Puisi-puisi Kurnia Hidayati di Web Mayoko Aiko


1]
Solitude Pertengkaran

udara yang sengaja kau biarkan mengamuk di beranda kini telah membanting kursi, mengoyak taplak meja, meretakkan gelas kosong – yang dari semalaman lupa kau bawa ke dapur usai tamu pergi. Sedangkan kau terdiam, jemarimu menggenggam sebuah ponsel yang entah, (sejak sejam lalu) membuat batinmu bergemuruh.

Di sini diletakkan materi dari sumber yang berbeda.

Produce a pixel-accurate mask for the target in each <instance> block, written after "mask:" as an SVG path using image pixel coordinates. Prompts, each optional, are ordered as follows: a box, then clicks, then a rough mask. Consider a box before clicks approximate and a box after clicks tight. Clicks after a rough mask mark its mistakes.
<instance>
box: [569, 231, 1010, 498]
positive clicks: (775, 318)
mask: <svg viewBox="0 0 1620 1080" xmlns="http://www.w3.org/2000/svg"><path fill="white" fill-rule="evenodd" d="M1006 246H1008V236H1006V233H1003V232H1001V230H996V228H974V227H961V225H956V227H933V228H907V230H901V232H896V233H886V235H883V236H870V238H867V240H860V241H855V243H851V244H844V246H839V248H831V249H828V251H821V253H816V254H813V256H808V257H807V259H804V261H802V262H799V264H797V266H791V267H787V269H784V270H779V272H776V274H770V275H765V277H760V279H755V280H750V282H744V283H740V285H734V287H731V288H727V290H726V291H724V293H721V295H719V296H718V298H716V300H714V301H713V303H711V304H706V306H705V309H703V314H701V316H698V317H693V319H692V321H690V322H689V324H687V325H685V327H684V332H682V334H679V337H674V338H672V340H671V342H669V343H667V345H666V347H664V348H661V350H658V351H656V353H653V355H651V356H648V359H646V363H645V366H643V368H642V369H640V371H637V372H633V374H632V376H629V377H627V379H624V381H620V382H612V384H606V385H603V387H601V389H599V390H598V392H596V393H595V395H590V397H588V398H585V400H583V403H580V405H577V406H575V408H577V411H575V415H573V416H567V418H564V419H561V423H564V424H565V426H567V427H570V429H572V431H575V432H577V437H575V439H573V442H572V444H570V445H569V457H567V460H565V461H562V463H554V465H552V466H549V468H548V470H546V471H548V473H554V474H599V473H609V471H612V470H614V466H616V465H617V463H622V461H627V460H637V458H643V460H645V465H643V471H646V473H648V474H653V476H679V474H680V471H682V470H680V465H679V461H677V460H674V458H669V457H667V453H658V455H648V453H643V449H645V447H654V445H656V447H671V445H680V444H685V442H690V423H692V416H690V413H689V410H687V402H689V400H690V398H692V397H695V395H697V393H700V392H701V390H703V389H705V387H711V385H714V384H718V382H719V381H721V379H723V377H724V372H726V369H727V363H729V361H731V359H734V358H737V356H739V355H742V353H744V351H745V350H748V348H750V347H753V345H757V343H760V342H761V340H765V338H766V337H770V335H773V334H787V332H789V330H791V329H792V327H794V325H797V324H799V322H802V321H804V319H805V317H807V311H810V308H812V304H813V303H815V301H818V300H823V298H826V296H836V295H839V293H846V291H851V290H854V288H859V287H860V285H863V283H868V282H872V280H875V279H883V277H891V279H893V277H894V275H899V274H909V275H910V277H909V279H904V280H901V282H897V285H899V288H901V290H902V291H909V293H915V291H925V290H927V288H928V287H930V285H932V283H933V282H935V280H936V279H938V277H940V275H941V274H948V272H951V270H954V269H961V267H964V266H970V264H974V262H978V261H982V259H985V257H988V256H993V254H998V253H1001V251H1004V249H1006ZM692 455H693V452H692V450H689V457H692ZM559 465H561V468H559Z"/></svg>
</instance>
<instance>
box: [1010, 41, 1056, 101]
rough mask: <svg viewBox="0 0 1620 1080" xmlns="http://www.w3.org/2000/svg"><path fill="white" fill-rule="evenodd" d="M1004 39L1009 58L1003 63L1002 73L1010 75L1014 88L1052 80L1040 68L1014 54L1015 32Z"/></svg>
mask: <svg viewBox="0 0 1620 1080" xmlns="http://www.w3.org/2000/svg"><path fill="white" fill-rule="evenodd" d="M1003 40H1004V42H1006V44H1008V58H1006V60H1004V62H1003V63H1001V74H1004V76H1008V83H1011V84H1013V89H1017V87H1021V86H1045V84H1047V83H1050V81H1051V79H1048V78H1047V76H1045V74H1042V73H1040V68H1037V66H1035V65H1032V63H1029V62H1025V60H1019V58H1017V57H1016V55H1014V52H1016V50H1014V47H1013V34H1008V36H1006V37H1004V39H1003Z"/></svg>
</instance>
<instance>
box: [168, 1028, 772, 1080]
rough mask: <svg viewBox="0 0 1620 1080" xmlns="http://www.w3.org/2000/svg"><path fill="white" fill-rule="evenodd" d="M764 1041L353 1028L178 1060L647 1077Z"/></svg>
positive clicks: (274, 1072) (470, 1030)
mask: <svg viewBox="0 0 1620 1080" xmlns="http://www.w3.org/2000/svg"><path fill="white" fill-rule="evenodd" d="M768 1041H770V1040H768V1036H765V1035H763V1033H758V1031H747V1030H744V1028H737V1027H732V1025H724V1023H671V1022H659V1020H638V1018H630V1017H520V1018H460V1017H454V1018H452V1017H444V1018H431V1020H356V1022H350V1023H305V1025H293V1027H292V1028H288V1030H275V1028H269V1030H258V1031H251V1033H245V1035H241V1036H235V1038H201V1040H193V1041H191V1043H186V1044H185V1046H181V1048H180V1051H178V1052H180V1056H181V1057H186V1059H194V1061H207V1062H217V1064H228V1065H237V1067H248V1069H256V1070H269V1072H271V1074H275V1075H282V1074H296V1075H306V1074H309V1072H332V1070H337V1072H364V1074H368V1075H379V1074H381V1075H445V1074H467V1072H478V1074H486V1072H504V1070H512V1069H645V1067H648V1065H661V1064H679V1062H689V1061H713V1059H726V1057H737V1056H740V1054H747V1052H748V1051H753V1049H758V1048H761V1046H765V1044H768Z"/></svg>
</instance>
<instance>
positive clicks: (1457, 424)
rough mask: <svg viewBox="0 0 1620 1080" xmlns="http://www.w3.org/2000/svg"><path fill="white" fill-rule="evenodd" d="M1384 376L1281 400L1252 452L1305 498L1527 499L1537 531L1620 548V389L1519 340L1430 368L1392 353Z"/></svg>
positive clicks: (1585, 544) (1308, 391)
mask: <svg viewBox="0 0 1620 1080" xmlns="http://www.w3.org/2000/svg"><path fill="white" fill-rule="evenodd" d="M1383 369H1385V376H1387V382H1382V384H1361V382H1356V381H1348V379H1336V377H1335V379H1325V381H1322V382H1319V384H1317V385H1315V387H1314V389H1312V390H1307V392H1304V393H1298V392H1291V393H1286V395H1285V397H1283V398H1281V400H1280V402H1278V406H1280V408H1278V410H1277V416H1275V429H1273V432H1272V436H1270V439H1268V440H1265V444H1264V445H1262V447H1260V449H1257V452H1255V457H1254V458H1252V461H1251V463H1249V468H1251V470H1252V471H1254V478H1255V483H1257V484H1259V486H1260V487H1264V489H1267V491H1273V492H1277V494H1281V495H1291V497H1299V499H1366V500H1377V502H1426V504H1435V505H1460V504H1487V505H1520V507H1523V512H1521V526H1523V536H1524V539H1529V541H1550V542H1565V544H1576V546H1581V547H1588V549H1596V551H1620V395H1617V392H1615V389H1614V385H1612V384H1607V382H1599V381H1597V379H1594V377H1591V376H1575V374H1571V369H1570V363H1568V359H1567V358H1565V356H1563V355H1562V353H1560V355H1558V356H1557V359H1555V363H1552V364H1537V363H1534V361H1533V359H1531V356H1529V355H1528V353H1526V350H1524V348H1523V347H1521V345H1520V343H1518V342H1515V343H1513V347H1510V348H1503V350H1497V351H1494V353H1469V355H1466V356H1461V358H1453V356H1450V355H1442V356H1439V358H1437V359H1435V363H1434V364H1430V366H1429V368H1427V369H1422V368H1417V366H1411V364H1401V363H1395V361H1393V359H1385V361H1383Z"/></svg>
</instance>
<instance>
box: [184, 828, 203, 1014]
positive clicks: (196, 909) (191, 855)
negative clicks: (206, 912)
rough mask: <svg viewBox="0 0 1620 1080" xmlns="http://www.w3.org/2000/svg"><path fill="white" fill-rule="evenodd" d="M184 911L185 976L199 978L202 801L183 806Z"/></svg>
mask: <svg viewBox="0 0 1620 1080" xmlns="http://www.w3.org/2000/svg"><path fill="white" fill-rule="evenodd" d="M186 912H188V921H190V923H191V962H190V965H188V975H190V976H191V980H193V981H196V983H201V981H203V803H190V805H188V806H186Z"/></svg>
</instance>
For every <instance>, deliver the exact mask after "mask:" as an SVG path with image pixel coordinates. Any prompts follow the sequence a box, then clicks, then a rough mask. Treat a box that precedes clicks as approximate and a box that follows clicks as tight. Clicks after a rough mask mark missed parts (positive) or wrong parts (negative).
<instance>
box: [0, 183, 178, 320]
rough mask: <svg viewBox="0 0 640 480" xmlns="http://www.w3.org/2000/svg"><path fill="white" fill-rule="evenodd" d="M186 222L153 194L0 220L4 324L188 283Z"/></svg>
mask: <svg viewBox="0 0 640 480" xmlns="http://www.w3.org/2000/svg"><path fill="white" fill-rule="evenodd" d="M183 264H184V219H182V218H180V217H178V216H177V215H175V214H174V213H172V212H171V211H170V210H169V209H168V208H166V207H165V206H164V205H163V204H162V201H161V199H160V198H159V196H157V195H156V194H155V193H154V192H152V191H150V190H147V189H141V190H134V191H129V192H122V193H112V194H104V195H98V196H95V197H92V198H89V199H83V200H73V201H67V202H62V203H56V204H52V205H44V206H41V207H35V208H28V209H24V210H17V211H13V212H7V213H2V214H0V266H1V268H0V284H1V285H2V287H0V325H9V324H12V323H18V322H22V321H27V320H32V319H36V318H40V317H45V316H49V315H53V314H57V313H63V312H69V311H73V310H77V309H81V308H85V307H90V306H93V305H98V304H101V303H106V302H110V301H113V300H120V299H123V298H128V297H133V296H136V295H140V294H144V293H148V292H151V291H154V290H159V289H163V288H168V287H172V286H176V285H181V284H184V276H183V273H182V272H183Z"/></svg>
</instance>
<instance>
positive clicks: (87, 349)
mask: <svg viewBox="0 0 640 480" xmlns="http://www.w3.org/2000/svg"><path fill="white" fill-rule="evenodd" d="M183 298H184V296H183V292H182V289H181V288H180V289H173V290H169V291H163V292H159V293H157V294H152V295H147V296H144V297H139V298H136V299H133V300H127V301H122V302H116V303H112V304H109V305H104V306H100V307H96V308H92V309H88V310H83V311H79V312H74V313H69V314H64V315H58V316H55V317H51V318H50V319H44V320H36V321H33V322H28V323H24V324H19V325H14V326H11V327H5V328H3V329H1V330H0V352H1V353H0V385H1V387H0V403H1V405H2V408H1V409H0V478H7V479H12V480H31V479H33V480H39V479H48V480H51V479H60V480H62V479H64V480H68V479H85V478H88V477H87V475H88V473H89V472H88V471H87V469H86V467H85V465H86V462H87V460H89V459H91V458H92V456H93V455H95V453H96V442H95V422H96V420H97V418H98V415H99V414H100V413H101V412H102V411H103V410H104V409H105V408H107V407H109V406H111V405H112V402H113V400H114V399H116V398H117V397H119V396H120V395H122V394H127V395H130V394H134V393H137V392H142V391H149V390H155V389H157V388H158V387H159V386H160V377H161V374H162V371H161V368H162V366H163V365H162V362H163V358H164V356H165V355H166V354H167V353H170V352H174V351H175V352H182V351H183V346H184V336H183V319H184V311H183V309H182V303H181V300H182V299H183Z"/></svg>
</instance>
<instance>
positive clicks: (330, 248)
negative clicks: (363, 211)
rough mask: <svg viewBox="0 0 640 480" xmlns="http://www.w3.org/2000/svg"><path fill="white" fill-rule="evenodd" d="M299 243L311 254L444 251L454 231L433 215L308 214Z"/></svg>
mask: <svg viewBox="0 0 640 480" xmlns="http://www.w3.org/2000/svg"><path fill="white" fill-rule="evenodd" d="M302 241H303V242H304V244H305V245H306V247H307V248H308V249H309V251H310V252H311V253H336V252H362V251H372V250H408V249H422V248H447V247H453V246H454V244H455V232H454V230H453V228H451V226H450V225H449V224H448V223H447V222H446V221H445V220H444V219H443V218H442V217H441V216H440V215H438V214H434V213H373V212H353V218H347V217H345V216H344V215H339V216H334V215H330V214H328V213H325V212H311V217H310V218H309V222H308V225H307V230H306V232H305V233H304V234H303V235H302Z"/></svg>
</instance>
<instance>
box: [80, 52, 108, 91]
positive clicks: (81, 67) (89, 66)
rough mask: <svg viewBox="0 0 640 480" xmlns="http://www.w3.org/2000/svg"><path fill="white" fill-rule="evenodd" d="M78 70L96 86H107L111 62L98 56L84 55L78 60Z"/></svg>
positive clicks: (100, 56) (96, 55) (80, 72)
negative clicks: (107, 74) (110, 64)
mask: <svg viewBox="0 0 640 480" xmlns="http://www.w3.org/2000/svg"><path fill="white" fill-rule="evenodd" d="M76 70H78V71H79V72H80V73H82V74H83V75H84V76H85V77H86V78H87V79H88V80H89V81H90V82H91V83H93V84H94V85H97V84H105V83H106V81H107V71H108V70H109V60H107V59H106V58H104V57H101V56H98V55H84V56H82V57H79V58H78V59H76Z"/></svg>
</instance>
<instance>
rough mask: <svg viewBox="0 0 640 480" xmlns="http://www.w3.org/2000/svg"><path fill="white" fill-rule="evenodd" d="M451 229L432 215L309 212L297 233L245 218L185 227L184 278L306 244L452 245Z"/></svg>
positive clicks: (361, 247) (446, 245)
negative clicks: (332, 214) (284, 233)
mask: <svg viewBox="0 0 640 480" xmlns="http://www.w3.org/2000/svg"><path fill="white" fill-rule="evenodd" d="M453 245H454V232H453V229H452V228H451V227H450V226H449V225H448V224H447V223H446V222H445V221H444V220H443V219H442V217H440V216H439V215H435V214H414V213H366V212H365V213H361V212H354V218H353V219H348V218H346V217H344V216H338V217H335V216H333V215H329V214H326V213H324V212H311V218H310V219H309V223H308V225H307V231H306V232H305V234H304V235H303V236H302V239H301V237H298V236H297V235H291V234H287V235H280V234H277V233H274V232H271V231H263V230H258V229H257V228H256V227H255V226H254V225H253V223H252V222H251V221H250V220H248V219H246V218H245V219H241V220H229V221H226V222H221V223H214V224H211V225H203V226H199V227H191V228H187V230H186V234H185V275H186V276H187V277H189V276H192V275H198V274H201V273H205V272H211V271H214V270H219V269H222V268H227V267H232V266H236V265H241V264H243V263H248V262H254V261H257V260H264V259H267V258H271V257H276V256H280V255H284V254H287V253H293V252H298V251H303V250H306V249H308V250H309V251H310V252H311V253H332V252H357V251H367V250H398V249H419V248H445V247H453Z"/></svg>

amarah yang susah payah kauperam, kini menetas menjadi anak-anak api yang membakar, berkobar. bersiap menjilat tubuhmu sendiri hingga hangus menjadi abu. tetapi, susah payah kau tahan mulutmu, untuk tak membentak, berteriak atau menendang pintu. dan kau biarkan udara dan detik arlojimu menyusun pertengkaran sebagaimana kau utus mereka dalam kesenyapan. mereka pun mengamuk di ruang tamu, cekcok di atas ranjangmu, dan berkelahi di samping pagar rumahmu.
sungguh, tak ada sedikit pun suara. kecuali gemuruh kecil di kedalaman dada.

2013


[2]

Sebuah Lagu Pada Mp3

sebelum getas mp3 meliarkan sebuah lagu hingga usai, aku ingin menggambar kerinduan di tepian meja
yang mengikat taplak motif bunga-bunga
juga segaris penantian
di bibir cangkir yang sedari tadi menetap
digigit-gigit beku dan kebisuan

lagu ini nyaris berakhir
tetapi sketsa rindu paling mendamba
belum juga selesai untuk kukoreksi
untuk menghasilkan berlembar-lembar penantian
yang ketika melihatnya, kau, akan merasa menjadi seorang wanita
berpupur cahaya. yang menyimpan permata di kedua matanya.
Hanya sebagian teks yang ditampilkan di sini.